But a split second thereafter, reality set in: I’m gonna get fat.
That is a preposterous as an immediate thought for most, I realize, but one never fully shakes an eating disorder. I manage in normal circumstances. A broken foot changes everything.
The night before my accident, I’d bought new jogging gear after renewing my routine with a 12-kilometer run earlier in the week. Running with crutches? Highly impractical.
My swimming regimen is also sidelined.
Gym workouts? As I waited in Emergency, I visualized a gym tour, considering every machine, bench and free weight. What became clear was that most apparatus would be off limits.

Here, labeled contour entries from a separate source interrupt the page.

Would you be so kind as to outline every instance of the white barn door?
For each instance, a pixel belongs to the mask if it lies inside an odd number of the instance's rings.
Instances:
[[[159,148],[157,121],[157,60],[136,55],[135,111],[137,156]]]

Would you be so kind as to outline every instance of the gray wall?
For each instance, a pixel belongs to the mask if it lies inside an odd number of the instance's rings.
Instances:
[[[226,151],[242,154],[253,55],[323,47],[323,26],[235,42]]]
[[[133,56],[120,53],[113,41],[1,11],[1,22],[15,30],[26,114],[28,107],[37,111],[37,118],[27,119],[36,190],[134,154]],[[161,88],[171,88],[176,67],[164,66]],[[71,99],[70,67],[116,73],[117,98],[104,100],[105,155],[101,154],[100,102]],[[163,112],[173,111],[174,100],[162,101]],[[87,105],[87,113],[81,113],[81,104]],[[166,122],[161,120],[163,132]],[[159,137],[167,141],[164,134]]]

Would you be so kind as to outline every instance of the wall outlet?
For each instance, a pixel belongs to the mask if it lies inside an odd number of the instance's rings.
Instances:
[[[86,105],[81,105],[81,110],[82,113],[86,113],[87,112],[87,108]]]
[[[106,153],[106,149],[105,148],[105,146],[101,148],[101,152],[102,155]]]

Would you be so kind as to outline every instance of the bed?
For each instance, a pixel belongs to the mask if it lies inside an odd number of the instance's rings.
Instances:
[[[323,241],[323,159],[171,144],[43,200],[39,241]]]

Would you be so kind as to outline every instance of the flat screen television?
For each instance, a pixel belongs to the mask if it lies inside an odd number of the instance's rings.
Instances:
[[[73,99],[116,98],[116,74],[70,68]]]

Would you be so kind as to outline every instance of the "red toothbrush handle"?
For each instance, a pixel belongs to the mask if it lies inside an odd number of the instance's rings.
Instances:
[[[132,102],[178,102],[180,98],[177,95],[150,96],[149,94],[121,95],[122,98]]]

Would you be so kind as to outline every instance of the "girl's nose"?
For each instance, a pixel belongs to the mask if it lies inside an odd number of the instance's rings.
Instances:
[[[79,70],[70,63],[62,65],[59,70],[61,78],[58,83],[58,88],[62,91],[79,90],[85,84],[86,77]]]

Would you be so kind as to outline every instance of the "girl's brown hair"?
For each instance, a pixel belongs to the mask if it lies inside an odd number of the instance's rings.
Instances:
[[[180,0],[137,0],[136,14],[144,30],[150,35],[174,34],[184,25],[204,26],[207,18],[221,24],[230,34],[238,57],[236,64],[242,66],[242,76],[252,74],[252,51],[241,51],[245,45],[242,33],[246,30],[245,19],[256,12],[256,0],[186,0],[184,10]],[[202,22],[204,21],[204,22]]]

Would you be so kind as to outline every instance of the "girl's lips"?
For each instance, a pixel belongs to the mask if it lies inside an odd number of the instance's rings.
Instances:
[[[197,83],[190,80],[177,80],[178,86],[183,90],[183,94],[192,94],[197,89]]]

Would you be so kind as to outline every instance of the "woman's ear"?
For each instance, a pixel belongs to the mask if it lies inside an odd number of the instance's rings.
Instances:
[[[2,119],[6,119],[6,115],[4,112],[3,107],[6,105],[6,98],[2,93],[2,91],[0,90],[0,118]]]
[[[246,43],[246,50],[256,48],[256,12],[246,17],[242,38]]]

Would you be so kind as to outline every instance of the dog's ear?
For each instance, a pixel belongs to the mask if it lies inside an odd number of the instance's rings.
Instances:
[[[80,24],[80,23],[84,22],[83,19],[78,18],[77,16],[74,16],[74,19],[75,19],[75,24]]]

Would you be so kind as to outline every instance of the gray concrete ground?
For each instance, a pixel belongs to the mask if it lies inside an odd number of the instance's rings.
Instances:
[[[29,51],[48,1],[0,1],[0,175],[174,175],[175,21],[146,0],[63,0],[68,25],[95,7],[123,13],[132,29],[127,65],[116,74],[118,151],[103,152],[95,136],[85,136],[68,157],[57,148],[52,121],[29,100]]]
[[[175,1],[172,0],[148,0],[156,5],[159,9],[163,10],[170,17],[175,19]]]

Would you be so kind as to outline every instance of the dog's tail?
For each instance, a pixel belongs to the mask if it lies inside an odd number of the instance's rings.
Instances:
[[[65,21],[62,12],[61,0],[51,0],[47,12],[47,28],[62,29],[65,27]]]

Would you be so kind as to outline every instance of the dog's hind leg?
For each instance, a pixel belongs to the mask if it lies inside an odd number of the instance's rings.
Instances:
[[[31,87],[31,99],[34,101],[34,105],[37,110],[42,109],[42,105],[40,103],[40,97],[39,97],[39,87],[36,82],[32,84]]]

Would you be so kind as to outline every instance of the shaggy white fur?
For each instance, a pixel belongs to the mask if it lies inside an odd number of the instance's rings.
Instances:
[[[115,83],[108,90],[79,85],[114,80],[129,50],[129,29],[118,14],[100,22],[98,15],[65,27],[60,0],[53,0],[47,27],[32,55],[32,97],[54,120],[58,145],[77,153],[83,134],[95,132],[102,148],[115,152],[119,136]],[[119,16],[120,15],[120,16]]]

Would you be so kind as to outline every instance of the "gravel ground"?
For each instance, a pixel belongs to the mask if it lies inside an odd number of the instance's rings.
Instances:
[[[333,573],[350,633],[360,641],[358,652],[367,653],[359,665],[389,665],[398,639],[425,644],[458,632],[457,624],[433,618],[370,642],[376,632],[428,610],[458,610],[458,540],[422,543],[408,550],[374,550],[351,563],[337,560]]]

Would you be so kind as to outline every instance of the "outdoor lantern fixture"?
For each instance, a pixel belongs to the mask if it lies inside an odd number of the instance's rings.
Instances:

I have been back to the gym three times since the accident. My two-and-a-half hour workouts are now forty minutes, during which I use machines that don’t seem to do much. I go through the motions, hoping the exercise will make the comeback trail a little easier when I’m cast-free.
It’s the lack of cardio exercise that generates the most despair.
I know I have already gained weight. I remind myself it is to be expected. There will be plenty of time to work it off come April. Still, I feel surges of panic. A pound is not a pound to me. It’s more like six. If I’ve already gained three, my reaction would be similar to someone who has gained eighteen. It’s more than a setback. It feels like I’ve lost control. I do not have the power I want and need.
Based on my visit to a specialist today, I will be out of commission for 8 ½ weeks. And that doesn’t factor in any physio that will follow. If I’m lucky, I’ll get through this with 8-10 (48-60) extra pounds at most. I will have to up the intensity of my workouts right away. How long will it take to get back to a fitter me? Will I have the drive to do so? Why am I not dieting right now?
In moments of calmness, I remind myself that this is all temporary. I will work through this. If only I could fight the perception that my belly is expanding with alarming speed and that everyone sees it.
Clearly, navigating with crutches is the least of my worries.